Nicht nur Come in and found out
(Komm rein und finde raus) oder Make the most of now
(Mach das Meiste von Jetzt) sind da merkwürdige Leiden der jungen Wörter. Es wird gedenglischt bis das Hirn platzt.
Was dieses Dummenglisch nutzt? Wenig. Wie im Spiegel in Life by Gorgeous - Leben in Georgien
beschreiben wurde, wissen nämlich die Beworbenen nicht immer was die Werbebotschaft wirklich bedeutet. Da wird aus dem Englischen schon mal „Leben in Georgien“ oder „Fühle das Differential“ bei einigen Autowerbungen.
Thomas Koch, Kommunikationswissenschaftler der Universität Erlangen-Nürnberg, hat Anglizismen in der Werbung analysiert und wurde von der NN in einem Interview befragt.
Kurz und höchst unwissenschaftlich angemerkt, soll mit einer gehörigen Portion Pseudoenglisch (kein echtes, denn jeder Anglophone würde mit der Axt auf solche Wort- und Sprachevergewaltiger los gehen) soll Weltmännisches, ähm, ich meine natürlich „Global Whatever“, vermittelt werden.
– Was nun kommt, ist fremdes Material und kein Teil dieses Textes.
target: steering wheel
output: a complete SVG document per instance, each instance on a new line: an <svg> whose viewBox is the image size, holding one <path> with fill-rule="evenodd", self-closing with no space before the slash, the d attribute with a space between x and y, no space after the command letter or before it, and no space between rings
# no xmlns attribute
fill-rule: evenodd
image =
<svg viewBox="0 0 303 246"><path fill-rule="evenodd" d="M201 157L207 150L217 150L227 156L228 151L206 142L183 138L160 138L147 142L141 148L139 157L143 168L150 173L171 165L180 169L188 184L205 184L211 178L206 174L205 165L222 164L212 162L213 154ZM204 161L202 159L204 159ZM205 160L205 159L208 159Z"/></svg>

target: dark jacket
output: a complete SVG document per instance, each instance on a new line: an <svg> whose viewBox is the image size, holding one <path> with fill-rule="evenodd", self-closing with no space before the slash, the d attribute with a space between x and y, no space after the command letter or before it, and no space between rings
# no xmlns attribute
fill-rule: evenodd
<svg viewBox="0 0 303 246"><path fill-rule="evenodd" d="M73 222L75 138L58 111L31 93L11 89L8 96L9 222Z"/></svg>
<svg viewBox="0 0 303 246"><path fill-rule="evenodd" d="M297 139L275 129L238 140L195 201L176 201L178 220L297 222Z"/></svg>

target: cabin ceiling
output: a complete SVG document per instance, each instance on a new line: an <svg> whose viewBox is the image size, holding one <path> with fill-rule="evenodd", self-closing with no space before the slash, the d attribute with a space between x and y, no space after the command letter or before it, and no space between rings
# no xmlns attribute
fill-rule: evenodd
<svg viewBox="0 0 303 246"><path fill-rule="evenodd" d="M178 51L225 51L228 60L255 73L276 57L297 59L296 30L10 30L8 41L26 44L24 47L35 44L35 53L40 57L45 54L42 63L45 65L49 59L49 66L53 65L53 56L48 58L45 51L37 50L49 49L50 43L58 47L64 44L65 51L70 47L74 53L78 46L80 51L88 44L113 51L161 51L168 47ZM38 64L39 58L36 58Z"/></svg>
Ein Produkt wird mit dem Wort cool besser gesalet und dann können sich die User ja noch ein Jingle für ihr Handy downloaden. Dieses Dummenglisch versteht angeblich die Jugend heute. Aber wer sonst fällt auch auf so ein Blah-Blah herein? Doch wohl nur Menschen ohne Stilgefühl und mit wenig Bildung. Oder sollte ich mich täuschen?
Es sieht so aus als ob die Hauptschulen mittlerweile ihre 5er-Noten-Schüler outsourcen oder heutige Abiturienten, studierte Designer und Werbefachleute nicht mehr in der Lage sind, zu denken. In Werbeagenturen wird teuer gedacht und gemacht; was dabei herauskommt ist oft Sch… Oder sind manche Auftraggeber auch schon leicht gehirnamputiert, durch häüfigen Whiskeykonsum verblödet oder einfach nur an WIG erkrankt?
Mir graut es vor einer Verdenglischung der Sprache.
Frei nach Metzgerei Boggnsack:
»Wou is’n des Hiarn?«©2000 Bernd Regenauer
»Na, do wous hi ghert!«
»Des glab i net.«
Ja, wenn’s so weiter geht, brauchen wir kein Hirn mehr. Dann reicht ein USB-Stecker am Kopf zum Einspeisen der Werbung und des Wissens. Dann geht der Nürnberger Trichter endlich in seinen verdienten Ruhestand.
Denken ist out. Hol dein Wissen bei Wikipedia, als Handyspiel oder Klingelton. Denken ist uncool. Und nicht notwendig.
Und wenn es Not tut, dann hilft ein Thinkpad oder ein Politiker beim Denken im Alltag. Schlimmer kann es nicht werden.